研究課題
目的 奥行き方向に 2 列の光点を配列して,それらが互いに平行に見えるようにする実験のことを並木実験とよぶ.平行な並木をつくるとき,光点列が正中面に 関して対称になり,しかも1)光点列の間の幅の大きさが等しく見えるようにする等距離教示と,2)光点列が前後 に延長されたと想定したときに遠くで交わって見えないようにする非交差教示がよく用いられてきた.本研究では,従来の2方法に加えて直交並木と呼ばれるべき別の方法を用い,また実験にかかる時間を短縮するために光点列に代えて長い竿を用い,視空間の平行性を通してその幾何学を再考した.装置は遠端が固定された2竿が用いられた.観察者は,各竿の近端を片手で握って,その間隔を調整した.観察者の目から竿の遠端までの距離は242.7cm,近端までの距離は 27.7cm.竿の遠端の間隔は,正中面を中点にして16cm,38cmあるいは70cm.観察者の頭は,竿の置かれた面あるいはそれよりも10cm高い位置に固定された.観察者は,竿の近端の間隔を調整して,3 種の平行竿を形成した.非交差課題:2本の竿が正中面に関して対称に見え,その竿を前あるいは後ろに伸長しても遠くで交わって見えないようにする.等距離課題:2本の竿が正中面に関して対称に見え,竿の間の間隔が,どこでも等しく見えるようにする.直交課題:各竿が,観察者の両眼を通る前額面に直交して見えるようにする.24人の観察者を用いた.各観察者は3課題のすべてを行った.各課題において観察者の目の高さと竿の遠端間隔との組み合せからなる6条件のそれぞれに対して,遠隔調整と近接調整が各2回行われた.実験は明室.実験の結果,課題に関連する効果が有意でなかったことより,3種の課題が知覚的に同じことを表わすと考えられる.これは視空間をユークリッド空間とみなしてよいことを意味する.
2: おおむね順調に進展している
高額な装置を必要とする複雑な実験でないために,大きな障害に遭遇することはないと考えるが,被験者を集めることがむずかしいときがある.

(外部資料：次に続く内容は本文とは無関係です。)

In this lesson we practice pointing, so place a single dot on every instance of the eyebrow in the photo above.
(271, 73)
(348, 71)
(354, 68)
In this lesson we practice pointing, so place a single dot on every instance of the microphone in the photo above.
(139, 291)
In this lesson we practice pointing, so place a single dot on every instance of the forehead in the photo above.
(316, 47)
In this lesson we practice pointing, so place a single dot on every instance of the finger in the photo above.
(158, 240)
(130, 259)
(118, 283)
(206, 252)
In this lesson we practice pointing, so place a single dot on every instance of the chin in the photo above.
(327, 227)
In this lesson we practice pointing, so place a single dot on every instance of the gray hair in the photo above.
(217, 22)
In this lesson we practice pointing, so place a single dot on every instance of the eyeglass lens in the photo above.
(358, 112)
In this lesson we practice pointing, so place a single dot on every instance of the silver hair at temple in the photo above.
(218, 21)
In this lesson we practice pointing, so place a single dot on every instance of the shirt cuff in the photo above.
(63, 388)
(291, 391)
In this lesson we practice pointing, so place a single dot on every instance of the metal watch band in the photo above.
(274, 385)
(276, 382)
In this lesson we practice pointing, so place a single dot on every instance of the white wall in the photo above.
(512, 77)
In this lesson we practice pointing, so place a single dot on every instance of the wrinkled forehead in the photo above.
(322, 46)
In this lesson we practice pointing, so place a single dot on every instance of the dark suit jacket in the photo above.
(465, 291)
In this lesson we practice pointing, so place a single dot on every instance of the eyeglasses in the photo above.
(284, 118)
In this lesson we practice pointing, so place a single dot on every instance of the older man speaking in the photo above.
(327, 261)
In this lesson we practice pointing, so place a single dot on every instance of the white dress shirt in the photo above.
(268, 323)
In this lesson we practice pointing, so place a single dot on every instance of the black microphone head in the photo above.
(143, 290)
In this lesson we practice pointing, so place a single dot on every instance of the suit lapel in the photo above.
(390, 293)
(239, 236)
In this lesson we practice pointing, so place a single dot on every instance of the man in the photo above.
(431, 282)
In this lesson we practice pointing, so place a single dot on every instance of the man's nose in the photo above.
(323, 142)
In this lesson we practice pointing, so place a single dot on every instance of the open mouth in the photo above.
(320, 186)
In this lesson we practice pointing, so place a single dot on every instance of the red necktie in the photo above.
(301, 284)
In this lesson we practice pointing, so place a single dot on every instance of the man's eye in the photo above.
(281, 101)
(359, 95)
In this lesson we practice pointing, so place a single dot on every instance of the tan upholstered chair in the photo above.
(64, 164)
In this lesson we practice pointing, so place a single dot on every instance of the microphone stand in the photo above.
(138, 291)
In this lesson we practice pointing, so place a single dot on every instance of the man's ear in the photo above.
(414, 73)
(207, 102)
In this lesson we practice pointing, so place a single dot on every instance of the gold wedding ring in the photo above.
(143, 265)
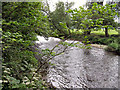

昨年の実験では2竿を奥行き方向に置き,その間隔がどこでも等しくなるように竿の方向を調整する等距離課題と,2竿が平行になる(すなわち,非交叉あるいは前額面に直交する)ように竿を調整する課題とを比較し,2課題の結果が実質的に異ならないことを示した.これは視空間がユークリッド空間とみなせることを示唆する.本年度の実験では,奥行きの異なる2地点において,竿の間隔が特定の比になるように竿を調整する間隔課題と,2竿がつくる交叉角が特定の値になるように竿を調整する角度課題を比較することによって,視空間の幾何学について再考する.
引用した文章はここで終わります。